Binaries and processes

Given this trivial C program as hello.c:

#include <stdio.h>
int main ()
{
  printf ("hello world\n");
  return 0;
}

what happens when you compile it with GCC?

If we run this command line:

# compile hello.c to an executable named "hello"
$ gcc hello.c -o hello

we end up with an executable:

$ ls
hello  hello.c

which we can run:

$ ./hello
hello world

but a lot has happened “under the hood”.

The gcc binary is actually just a relatively small “driver” program.
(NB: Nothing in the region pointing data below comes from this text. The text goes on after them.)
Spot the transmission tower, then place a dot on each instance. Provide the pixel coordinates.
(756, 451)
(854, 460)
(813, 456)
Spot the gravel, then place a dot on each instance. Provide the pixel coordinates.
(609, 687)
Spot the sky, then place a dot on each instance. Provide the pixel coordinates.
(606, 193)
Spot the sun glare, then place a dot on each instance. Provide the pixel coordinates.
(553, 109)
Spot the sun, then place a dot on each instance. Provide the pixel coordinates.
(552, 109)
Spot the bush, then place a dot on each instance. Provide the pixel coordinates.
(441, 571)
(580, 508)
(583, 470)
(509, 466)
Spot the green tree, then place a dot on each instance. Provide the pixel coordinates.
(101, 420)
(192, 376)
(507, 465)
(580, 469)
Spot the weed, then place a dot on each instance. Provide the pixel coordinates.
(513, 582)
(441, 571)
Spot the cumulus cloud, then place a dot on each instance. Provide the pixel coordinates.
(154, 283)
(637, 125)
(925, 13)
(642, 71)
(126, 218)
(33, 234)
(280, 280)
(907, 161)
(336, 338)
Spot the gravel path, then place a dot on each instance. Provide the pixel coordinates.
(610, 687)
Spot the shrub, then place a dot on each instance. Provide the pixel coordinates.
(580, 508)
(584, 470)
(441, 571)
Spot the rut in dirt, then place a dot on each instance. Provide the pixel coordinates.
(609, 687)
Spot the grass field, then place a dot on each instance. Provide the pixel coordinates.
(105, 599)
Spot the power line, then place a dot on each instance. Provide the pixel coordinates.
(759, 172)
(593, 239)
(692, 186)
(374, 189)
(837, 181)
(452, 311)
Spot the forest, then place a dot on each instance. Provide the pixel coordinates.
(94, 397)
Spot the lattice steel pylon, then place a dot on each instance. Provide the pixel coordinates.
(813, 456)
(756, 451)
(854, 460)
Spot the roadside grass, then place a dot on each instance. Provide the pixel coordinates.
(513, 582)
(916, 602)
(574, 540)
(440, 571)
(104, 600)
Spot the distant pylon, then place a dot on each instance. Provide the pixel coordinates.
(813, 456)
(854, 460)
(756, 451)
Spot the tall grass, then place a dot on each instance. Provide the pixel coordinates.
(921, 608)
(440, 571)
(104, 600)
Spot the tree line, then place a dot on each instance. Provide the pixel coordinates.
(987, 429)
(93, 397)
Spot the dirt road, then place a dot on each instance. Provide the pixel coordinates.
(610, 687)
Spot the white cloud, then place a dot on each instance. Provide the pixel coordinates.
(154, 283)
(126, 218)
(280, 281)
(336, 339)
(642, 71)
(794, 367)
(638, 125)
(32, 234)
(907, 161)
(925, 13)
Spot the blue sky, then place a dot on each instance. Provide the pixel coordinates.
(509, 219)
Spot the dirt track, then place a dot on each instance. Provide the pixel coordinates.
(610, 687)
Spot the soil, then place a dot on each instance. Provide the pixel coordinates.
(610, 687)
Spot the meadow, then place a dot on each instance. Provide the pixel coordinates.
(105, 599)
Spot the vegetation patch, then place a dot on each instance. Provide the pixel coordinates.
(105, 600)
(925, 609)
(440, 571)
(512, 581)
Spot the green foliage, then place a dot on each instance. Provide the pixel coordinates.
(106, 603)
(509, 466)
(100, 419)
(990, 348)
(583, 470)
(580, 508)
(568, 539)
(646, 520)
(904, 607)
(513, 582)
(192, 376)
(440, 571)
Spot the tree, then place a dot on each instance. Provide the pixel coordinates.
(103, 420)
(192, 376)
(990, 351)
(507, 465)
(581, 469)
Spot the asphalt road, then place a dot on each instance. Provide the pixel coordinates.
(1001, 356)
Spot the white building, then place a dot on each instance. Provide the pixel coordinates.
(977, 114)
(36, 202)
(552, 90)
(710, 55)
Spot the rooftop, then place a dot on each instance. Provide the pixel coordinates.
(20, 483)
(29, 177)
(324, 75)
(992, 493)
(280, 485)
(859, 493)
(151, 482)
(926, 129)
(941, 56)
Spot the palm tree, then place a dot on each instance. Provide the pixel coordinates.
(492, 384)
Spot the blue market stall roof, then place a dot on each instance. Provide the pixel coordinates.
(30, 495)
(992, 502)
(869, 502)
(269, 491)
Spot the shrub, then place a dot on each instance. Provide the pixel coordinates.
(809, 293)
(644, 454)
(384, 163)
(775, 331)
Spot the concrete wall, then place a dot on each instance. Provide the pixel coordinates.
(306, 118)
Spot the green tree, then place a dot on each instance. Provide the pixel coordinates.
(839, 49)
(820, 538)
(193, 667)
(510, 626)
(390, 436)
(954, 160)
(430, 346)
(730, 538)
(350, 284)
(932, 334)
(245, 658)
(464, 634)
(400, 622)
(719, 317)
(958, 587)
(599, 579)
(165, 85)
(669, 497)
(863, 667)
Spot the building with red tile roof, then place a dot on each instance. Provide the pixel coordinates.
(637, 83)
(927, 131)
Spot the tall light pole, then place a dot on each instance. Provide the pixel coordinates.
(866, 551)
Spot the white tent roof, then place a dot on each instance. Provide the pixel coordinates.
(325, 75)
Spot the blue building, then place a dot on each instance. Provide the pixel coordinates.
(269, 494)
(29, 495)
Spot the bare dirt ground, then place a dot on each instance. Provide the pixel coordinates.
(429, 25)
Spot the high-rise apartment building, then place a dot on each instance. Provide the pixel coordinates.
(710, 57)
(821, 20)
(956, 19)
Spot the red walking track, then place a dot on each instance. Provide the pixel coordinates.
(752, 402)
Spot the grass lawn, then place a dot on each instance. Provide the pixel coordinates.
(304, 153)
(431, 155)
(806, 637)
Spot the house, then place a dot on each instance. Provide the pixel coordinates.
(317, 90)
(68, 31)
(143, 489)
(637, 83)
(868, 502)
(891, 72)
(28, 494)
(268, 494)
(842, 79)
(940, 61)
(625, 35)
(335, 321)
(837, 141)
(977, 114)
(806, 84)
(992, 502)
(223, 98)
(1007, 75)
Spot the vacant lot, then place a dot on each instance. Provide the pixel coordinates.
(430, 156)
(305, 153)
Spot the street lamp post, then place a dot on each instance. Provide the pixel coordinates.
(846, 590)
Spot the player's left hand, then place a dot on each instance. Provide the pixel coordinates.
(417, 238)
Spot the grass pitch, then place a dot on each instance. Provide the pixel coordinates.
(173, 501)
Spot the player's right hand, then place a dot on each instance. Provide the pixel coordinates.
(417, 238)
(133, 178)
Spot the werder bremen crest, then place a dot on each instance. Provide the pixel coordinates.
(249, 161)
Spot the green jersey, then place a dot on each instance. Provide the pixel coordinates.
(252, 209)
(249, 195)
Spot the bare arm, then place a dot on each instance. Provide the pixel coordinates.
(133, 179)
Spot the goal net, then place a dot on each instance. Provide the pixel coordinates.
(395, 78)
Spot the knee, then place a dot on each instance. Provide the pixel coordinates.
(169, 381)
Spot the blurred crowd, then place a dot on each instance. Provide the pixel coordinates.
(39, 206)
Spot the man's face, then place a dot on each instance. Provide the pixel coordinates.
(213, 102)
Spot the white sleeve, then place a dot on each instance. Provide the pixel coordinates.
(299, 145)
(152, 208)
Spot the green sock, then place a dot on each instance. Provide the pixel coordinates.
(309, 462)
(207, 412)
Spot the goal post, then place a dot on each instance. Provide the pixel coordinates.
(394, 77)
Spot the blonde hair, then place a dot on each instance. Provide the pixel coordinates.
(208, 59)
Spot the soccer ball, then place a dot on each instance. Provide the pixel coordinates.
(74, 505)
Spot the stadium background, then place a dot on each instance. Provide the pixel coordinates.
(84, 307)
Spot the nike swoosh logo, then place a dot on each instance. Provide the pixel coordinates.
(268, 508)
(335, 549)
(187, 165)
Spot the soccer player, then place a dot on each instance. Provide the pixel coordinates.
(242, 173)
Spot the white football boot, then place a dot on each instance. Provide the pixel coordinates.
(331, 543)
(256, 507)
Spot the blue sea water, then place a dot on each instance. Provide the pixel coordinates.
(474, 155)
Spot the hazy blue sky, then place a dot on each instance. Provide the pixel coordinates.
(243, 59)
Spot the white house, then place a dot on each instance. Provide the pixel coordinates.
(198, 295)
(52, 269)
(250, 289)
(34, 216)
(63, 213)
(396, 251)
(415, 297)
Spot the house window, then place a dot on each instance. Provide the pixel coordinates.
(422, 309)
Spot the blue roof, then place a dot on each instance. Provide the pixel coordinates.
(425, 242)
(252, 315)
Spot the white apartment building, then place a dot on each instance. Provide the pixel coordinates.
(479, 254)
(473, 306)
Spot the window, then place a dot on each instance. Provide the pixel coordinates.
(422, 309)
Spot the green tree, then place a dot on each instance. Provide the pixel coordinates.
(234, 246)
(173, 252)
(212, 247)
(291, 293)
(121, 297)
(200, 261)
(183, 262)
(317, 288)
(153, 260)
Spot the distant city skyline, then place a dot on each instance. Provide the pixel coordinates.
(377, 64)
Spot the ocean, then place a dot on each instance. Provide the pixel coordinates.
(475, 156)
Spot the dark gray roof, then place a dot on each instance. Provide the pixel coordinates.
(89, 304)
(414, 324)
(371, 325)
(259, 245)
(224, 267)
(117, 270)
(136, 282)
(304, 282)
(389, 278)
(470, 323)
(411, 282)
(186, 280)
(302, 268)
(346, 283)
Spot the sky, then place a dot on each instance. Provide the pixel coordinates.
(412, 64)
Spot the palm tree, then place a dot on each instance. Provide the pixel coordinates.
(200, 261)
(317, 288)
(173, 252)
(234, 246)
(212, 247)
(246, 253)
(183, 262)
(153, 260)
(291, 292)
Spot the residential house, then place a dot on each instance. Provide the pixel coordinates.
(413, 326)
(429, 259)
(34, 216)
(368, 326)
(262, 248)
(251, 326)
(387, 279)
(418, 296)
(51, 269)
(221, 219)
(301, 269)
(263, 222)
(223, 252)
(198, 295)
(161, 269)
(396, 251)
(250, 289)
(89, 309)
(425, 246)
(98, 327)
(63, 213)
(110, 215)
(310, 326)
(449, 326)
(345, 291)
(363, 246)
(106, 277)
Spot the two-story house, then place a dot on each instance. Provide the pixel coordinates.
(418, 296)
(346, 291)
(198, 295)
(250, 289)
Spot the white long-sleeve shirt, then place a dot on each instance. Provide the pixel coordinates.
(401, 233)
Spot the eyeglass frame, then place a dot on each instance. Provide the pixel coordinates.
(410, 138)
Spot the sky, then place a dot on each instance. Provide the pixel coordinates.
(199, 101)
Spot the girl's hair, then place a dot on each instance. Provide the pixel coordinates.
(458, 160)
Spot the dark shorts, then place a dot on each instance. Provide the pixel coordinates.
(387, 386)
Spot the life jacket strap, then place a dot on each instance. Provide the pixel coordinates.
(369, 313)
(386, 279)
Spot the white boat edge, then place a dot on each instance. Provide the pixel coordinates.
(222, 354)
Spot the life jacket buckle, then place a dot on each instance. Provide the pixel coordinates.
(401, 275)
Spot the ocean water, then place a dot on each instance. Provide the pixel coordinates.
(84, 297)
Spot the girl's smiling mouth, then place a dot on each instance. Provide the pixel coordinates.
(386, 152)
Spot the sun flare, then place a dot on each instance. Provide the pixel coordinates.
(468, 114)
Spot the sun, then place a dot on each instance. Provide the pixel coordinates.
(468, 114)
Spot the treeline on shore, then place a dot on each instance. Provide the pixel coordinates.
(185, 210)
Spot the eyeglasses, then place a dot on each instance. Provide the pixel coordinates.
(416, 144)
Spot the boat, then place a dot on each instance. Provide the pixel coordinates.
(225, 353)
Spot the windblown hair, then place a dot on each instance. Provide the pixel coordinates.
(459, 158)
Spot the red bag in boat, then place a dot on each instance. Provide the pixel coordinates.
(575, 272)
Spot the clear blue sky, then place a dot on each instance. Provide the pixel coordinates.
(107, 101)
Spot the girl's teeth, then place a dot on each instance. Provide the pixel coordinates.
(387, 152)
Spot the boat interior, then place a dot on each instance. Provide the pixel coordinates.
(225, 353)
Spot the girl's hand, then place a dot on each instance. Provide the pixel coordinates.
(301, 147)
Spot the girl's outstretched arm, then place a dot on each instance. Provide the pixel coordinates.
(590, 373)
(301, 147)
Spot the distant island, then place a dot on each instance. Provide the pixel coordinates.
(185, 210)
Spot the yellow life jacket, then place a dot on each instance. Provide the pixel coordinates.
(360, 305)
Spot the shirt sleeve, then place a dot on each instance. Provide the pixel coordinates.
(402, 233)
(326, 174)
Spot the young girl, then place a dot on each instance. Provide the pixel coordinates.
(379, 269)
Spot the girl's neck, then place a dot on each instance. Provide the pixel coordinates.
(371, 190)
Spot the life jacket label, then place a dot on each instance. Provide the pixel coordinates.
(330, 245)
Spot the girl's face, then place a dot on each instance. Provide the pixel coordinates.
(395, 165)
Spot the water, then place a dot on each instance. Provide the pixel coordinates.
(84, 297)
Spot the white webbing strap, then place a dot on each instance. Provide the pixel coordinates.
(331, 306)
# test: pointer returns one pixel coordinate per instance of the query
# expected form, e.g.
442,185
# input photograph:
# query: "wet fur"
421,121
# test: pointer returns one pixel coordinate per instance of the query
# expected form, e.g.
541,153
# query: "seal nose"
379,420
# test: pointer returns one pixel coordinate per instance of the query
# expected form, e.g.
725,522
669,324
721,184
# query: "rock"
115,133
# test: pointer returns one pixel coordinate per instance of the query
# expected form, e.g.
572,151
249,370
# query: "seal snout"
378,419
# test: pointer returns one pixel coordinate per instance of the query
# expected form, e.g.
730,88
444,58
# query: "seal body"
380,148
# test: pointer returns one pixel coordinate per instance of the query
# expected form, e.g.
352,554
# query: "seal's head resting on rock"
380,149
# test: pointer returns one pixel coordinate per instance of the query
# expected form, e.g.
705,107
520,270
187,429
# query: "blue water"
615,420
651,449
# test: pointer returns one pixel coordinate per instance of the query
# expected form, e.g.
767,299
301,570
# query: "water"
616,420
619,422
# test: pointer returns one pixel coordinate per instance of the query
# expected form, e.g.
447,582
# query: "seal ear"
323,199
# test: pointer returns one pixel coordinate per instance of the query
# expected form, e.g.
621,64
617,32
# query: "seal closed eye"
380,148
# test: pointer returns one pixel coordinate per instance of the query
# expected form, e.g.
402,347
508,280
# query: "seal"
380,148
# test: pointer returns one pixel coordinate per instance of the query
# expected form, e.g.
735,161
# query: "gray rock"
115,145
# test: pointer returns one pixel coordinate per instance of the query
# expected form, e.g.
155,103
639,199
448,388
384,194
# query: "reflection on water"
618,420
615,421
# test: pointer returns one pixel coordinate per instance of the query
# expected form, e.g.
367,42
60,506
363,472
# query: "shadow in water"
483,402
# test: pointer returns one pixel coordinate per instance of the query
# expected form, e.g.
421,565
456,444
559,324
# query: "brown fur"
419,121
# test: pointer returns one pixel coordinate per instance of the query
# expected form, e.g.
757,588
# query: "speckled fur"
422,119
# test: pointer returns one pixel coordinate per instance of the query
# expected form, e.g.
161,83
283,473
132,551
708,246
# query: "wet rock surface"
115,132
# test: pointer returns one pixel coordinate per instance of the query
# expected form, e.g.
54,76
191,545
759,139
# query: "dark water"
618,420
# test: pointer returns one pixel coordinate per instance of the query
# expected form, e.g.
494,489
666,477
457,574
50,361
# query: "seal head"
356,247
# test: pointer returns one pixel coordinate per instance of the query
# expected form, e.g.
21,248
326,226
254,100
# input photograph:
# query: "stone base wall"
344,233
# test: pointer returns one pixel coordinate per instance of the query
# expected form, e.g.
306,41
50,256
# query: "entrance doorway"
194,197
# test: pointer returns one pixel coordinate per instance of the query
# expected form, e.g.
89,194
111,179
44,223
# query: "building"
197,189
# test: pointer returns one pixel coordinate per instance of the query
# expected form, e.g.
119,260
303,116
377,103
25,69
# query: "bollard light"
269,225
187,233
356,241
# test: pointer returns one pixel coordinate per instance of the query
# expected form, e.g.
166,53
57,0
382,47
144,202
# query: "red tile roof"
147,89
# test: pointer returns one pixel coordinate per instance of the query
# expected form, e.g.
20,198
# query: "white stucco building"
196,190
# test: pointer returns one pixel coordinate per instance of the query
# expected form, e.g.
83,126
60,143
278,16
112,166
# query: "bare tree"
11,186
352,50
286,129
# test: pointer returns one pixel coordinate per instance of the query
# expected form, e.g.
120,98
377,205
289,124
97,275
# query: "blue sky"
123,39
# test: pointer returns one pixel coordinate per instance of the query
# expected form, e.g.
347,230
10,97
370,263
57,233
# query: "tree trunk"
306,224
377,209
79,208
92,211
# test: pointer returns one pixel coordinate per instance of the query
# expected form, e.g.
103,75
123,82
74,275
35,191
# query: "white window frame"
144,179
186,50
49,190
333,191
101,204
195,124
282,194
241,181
It looks at what inputs you have provided, and what output you have asked for, and tries to figure out what to do.

In this case we have a C source file as input (hello.c), and an executable as output.

The gcc driver “knows” that it can compile .c files to assembler by invoking GCC’s C compiler, which is a binary called cc1. This will take hello.c as input, and generate an assembler file with a .s suffix. The driver will then invoke the assembler on that .s file, generating an object file. This is a binary file format, containing machine code and metadata, typically in a file format called ELF. However, this .o can’t be run directly; it needs to go through the linker, which will generate the final executable that can be run (also an ELF file).

In diagram form:

         cc1          as          linker
hello.c -----> tmp.s ----> tmp.o --------> "hello" executable

We can investigate by adding the -v option, which makes gcc print copious amounts of information to stderr.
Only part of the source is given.